Biased Over-the-Air Federated Learning under Wireless Heterogeneity
Muhammad Faraz Ul Abrar, Nicolò Michelusi
TL;DR
This work tackles OTA-FL under wireless heterogeneity by deriving a convergence bound that explicitly separates model bias from update variance. It shows that forcing zero bias can be suboptimal when devices have different average path losses, and it proposes two practical pre-scaler designs—minimum noise variance and minimum-variance zero-bias—that balance bias and variance.
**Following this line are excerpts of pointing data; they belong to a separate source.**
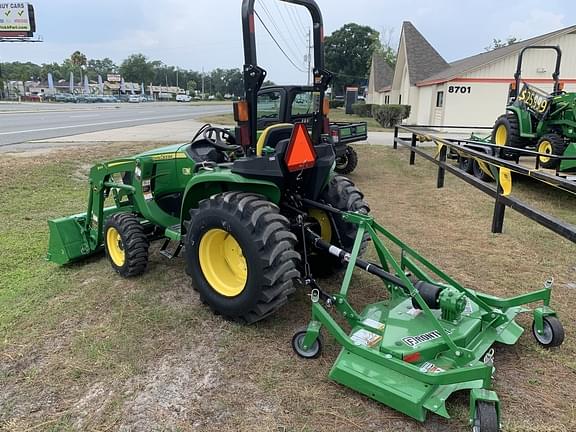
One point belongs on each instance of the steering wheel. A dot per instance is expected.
(218, 137)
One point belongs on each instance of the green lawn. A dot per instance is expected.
(83, 349)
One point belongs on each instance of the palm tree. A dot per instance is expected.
(78, 59)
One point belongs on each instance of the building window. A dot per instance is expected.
(440, 99)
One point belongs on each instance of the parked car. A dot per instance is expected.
(63, 97)
(109, 99)
(183, 98)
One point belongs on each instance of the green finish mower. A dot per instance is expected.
(257, 217)
(536, 119)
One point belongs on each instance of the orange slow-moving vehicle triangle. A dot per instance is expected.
(300, 154)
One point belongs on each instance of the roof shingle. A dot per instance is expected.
(423, 60)
(467, 64)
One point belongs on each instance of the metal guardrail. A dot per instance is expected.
(501, 199)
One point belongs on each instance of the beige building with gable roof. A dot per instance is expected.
(468, 92)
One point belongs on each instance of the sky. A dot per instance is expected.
(197, 34)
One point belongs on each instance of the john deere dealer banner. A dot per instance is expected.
(14, 17)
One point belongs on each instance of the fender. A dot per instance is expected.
(208, 183)
(523, 120)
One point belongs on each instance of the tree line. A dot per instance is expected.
(136, 68)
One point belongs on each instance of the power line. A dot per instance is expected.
(280, 33)
(283, 19)
(297, 19)
(277, 44)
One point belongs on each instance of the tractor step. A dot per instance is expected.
(166, 253)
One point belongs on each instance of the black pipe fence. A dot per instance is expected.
(501, 200)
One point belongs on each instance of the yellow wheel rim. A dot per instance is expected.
(115, 246)
(501, 135)
(324, 222)
(222, 262)
(545, 146)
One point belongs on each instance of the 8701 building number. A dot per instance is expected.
(459, 89)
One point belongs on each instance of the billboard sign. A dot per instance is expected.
(16, 19)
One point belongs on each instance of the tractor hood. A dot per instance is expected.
(160, 151)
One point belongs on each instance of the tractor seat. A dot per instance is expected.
(272, 135)
(202, 150)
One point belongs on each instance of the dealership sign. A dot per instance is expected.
(16, 19)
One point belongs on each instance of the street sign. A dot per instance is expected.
(17, 19)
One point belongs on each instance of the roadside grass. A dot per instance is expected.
(336, 115)
(82, 349)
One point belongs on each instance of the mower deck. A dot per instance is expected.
(428, 339)
(390, 330)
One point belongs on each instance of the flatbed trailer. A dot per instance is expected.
(489, 157)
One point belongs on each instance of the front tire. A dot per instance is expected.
(348, 162)
(506, 133)
(240, 255)
(126, 244)
(552, 144)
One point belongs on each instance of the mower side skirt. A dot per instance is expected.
(378, 382)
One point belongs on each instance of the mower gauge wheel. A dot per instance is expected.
(312, 352)
(485, 418)
(552, 335)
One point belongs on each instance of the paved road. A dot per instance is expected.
(27, 122)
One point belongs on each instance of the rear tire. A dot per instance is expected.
(347, 163)
(240, 255)
(342, 194)
(551, 144)
(126, 244)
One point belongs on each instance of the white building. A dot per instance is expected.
(468, 92)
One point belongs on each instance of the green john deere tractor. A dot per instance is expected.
(233, 200)
(536, 119)
(256, 214)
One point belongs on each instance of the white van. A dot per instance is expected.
(183, 98)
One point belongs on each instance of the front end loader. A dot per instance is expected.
(258, 213)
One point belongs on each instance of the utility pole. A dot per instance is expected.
(309, 43)
(203, 88)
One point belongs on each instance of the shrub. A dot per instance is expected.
(390, 115)
(363, 109)
(336, 104)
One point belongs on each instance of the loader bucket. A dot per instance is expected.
(67, 240)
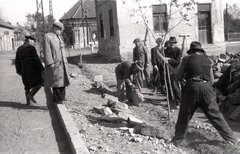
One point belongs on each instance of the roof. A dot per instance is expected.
(6, 24)
(76, 12)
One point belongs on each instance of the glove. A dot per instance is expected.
(132, 85)
(167, 59)
(52, 65)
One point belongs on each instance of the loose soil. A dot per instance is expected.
(107, 137)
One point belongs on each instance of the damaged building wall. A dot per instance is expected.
(130, 23)
(107, 25)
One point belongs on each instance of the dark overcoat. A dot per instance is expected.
(54, 53)
(28, 65)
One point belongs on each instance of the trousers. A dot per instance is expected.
(58, 94)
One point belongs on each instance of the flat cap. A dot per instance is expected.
(58, 24)
(136, 40)
(30, 37)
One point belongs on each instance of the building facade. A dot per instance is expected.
(80, 27)
(119, 22)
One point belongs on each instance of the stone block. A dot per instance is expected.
(235, 115)
(103, 110)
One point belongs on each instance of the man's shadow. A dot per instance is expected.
(20, 106)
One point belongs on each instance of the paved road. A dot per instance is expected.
(34, 129)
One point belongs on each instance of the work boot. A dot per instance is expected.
(31, 94)
(27, 99)
(155, 90)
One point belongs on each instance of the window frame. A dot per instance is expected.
(160, 13)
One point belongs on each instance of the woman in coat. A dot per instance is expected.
(29, 66)
(55, 63)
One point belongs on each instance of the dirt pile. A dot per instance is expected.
(107, 137)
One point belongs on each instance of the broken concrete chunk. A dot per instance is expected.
(98, 78)
(73, 75)
(103, 110)
(132, 121)
(112, 118)
(235, 115)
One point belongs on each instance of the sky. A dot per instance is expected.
(15, 11)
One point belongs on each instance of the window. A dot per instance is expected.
(159, 18)
(111, 22)
(101, 25)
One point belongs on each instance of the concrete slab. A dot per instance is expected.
(75, 140)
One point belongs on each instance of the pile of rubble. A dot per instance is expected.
(118, 112)
(227, 83)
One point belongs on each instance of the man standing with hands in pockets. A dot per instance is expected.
(55, 63)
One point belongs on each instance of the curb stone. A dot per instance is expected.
(76, 142)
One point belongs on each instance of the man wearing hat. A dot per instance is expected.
(196, 69)
(123, 72)
(158, 70)
(55, 60)
(29, 66)
(140, 52)
(173, 56)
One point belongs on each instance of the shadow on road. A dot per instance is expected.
(60, 135)
(21, 106)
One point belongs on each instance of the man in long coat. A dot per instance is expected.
(198, 92)
(140, 52)
(29, 66)
(158, 69)
(55, 60)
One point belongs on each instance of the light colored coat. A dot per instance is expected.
(54, 53)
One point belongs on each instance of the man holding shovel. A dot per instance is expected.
(173, 56)
(123, 73)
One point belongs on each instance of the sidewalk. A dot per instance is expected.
(33, 129)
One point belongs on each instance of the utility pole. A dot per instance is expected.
(86, 25)
(40, 27)
(226, 17)
(83, 12)
(40, 18)
(50, 12)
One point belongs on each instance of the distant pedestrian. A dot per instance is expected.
(196, 68)
(55, 63)
(140, 52)
(124, 71)
(29, 66)
(158, 69)
(94, 38)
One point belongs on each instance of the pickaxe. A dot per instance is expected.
(184, 39)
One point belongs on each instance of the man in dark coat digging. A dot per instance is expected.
(198, 92)
(29, 66)
(123, 73)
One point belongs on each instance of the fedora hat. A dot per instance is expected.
(58, 24)
(136, 40)
(166, 44)
(172, 39)
(29, 37)
(159, 40)
(195, 46)
(139, 64)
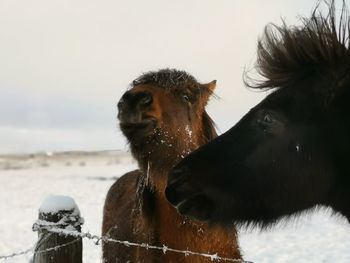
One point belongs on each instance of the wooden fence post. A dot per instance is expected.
(58, 212)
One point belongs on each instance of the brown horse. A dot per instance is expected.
(163, 117)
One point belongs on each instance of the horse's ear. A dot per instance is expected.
(210, 86)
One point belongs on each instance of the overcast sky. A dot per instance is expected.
(64, 64)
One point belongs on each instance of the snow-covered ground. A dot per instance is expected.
(27, 180)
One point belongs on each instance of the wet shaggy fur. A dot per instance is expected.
(163, 117)
(290, 152)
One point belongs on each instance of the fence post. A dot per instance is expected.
(58, 212)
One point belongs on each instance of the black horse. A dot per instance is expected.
(291, 152)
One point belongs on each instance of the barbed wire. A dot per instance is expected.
(37, 227)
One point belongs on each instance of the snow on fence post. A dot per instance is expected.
(55, 213)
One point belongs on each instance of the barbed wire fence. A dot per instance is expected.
(64, 228)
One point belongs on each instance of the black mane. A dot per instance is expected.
(319, 47)
(167, 79)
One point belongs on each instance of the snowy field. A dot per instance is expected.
(26, 181)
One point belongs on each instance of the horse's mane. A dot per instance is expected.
(320, 46)
(172, 79)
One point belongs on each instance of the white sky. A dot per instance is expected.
(64, 64)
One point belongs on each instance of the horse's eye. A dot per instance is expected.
(267, 119)
(186, 98)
The analysis reveals how the participation weights $p_m$ shape convergence through the bias term, while the pre-scaler choices control transmission and noise variances. Numerical results on MNIST demonstrate substantial gains from variance-focused biased pre-scalers, enabling faster convergence and higher final accuracy in heterogeneous wireless environments.
Abstract
Recently, Over-the-Air (OTA) computation has emerged as a promising federated learning (FL) paradigm that leverages the waveform superposition properties of the wireless channel to realize fast model updates. Prior work focused on the OTA device ``pre-scaler" design under \emph{homogeneous} wireless conditions, in which devices experience the same average path loss, resulting in zero-bias solutions. Yet, zero-bias designs are limited by the device with the worst average path loss and hence may perform poorly in \emph{heterogeneous} wireless settings. In this scenario, there may be a benefit in designing \emph{biased} solutions, in exchange for a lower variance in the model updates. To optimize this trade-off, we study the design of OTA device pre-scalers by focusing on the OTA-FL convergence. We derive an upper bound on the model ``optimality error", which explicitly captures the effect of bias and variance in terms of the choice of the pre-scalers. Based on this bound, we identify two solutions of interest: minimum noise variance, and minimum noise variance zero-bias solutions. Numerical evaluations show that using OTA device pre-scalers that minimize the variance of FL updates, while allowing a small bias, can provide high gains over existing schemes.